A repórter mais dengosa da televisão

Se você tem em casa uma criança que já fala em ser jornalista quando crescer, não deixe de levá-la para ver, no Teatro Alfa, em São Paulo, o espetáculo Penélope, A Repórter Cor-de-Rosa. A versátil atriz Angela Dip, que fez esse personagem durante anos no programa infantil de televisão Castelo Rá-Tim-Bum, voltar a encarnar a dengosa mocinha com muita desenvoltura e carisma.

O espetáculo, sem Angela Dip, não seria o mesmo. É uma peça com muitos momentos de interação com as crianças da plateia e, por isso, se Angela vacilar o ritmo quebra, a graça pesa, o tom escorrega. Felizmente, a atriz dá conta de seu recado com muito talento e graça. De quebra, canta muito bem ao vivo – as canções, aliás, são ótimas, com letras escritas pela própria Angela Dip, mas tendo Helio Ziskind e Ivan Rocha na supervisão da trilha sonora.

Penélope apresenta à plateia como funciona um estúdio de gravação de programa de entrevistas. Ensina até quais são as perguntas básicas que todo jornalista tem de fazer, independentemente de quem seja o entrevistado: Quem? Como? Onde? Por quê? A personagem tem alguns bordões, entre eles o engraçado “É modo de dizer…”. Isso é certeiro para fisgar o interesse da garotada.

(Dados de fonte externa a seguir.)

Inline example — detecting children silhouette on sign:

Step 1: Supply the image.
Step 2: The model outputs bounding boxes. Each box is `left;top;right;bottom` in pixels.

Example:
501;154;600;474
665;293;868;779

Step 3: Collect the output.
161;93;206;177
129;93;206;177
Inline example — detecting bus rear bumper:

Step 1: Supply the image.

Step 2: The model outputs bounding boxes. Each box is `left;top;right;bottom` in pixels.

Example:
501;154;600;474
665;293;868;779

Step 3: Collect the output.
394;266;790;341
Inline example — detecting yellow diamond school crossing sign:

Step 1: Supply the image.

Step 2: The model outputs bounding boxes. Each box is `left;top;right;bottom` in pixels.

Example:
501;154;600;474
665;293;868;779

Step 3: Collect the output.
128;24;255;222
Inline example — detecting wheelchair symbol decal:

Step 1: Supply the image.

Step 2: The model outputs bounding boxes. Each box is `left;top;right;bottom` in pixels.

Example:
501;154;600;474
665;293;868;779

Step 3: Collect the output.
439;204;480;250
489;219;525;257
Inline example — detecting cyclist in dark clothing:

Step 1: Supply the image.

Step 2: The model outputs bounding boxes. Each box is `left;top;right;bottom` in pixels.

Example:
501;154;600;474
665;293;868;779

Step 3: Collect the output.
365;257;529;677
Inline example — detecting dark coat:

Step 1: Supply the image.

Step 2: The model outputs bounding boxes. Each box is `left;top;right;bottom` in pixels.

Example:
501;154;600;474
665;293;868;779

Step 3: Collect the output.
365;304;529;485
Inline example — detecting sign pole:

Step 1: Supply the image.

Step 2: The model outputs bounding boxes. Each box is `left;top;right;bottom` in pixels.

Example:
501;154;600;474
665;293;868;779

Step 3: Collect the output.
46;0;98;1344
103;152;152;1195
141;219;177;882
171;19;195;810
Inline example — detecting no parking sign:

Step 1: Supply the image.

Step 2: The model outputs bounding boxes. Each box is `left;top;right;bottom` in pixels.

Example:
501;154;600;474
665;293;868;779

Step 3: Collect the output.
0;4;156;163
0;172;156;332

Também funciona bem o momento em Penélope explica de onde vem seu nome e faz alusão à cultura grega, com a mítica história da moça que tece e desmancha o mesmo tapete por anos. Cenários, figurinos e adereços – tudo na cor rosa – são um show à parte, da grife do premiado Marco Lima. Destaque para o criativo vestido feito todinho com bichos de pelúcia acoplados uns nos outros.

Uma das perguntas que a personagem Penélope faz às crianças, quando elas sobem ao palco para participar da entrevista, é a clássica “O que você vai ser quando crescer ?”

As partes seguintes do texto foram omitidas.